How Learning Dynamics Drive Adversarially Robust Generalization?
Yuelin Xu, Xiao Zhang
TL;DR
This work addresses the mechanisms driving adversarially robust generalization by developing a PAC-Bayesian framework that ties robust risk to the posterior covariance and the Hessian of the adversarial loss. By modeling SGD with momentum in a quadratic basin, the authors derive closed-form posterior covariances for stationary and early non-stationary training phases and plug these into a tractable generalization bound. The theory predicts how learning rate, gradient noise, and Hessian structure jointly shape robustness, and experiments on standard adversarial training and adversarial weight perturbation validate the link between posterior geometry and robust generalization, including the robust overfitting phenomenon.
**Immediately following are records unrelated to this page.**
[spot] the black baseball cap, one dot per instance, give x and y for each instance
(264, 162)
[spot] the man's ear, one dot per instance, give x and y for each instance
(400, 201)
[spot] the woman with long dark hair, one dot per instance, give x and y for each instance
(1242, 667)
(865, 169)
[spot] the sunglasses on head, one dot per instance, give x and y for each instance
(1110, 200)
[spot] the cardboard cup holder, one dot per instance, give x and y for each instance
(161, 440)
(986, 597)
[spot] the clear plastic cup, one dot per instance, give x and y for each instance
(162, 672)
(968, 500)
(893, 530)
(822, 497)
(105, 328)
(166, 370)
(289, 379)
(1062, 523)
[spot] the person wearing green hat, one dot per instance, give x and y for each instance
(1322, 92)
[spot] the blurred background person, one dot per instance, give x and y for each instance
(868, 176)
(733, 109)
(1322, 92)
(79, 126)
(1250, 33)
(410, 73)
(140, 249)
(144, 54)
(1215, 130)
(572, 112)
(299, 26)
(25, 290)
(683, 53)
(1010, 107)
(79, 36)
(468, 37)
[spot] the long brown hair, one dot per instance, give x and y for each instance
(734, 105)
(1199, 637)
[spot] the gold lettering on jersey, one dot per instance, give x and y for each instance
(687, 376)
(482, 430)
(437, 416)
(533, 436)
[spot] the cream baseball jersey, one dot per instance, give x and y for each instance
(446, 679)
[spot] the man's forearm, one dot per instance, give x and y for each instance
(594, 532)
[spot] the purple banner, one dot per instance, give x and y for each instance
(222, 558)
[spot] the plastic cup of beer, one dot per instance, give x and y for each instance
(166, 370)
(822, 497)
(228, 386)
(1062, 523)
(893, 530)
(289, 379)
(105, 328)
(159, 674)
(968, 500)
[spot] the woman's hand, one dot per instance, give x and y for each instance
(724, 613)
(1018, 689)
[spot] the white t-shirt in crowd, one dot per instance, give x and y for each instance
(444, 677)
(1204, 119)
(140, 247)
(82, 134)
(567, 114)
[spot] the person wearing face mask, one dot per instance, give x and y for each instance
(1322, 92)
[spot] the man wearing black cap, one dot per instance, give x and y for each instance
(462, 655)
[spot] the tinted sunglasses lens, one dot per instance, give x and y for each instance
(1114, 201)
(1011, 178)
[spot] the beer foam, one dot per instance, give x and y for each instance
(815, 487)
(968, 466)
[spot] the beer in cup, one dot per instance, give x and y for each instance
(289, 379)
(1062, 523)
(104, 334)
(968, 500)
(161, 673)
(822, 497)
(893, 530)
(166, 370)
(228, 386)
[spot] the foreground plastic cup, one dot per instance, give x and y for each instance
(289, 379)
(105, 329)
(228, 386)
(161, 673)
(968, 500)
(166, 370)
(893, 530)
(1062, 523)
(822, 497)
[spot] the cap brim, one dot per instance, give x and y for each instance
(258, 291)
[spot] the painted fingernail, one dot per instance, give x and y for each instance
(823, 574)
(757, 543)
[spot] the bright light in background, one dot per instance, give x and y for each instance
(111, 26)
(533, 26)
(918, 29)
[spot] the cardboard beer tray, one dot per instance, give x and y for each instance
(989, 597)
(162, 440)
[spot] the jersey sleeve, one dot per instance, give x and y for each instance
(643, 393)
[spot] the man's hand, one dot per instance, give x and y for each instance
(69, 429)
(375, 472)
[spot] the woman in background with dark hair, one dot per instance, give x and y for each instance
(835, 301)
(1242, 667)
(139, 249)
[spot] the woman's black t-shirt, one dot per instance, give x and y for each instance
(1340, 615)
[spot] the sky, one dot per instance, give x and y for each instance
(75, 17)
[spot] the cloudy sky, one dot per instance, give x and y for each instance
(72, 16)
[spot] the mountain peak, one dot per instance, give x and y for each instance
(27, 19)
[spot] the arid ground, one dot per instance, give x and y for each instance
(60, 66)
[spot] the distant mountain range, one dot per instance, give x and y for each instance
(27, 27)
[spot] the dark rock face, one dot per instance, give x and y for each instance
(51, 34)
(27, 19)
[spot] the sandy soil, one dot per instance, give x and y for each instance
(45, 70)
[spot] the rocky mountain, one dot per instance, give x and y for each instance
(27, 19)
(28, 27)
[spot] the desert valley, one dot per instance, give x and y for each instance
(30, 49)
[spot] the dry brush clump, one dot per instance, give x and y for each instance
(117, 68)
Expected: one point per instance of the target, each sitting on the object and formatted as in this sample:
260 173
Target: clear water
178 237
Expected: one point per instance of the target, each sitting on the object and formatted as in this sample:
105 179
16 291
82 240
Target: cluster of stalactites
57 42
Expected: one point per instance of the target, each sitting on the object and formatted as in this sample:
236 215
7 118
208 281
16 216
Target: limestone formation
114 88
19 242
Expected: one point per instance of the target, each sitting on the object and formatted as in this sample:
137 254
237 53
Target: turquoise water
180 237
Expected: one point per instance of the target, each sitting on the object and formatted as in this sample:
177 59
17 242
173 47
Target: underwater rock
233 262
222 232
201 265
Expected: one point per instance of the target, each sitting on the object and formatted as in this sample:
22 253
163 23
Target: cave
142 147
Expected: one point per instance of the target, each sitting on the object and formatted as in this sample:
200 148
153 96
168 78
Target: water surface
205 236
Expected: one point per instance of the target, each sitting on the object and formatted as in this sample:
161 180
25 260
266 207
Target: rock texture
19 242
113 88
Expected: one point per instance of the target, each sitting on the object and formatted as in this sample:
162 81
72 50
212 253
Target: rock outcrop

Overall, the paper provides a principled mechanism explaining robustness dynamics and explains why flatness-promoting methods like AWP improve performance, offering guidance for designing more robust training procedures.
Abstract
Despite significant progress in adversarially robust learning, the underlying mechanisms that govern robust generalization remain poorly understood. We propose a novel PAC-Bayesian framework that explicitly links adversarial robustness to the posterior covariance of model parameters and the curvature of the adversarial loss landscape. By characterizing discrete-time SGD dynamics near a local optimum under quadratic loss, we derive closed-form posterior covariances for both the stationary regime and the early phase of non-stationary transition. Our analyses reveal how key factors, such as learning rate, gradient noise, and Hessian structure, jointly shape robust generalization during training. Through empirical visualizations of these theoretical quantities, we fundamentally explain the phenomenon of robust overfitting and shed light on why flatness-promoting techniques like adversarial weight perturbation help to improve robustness.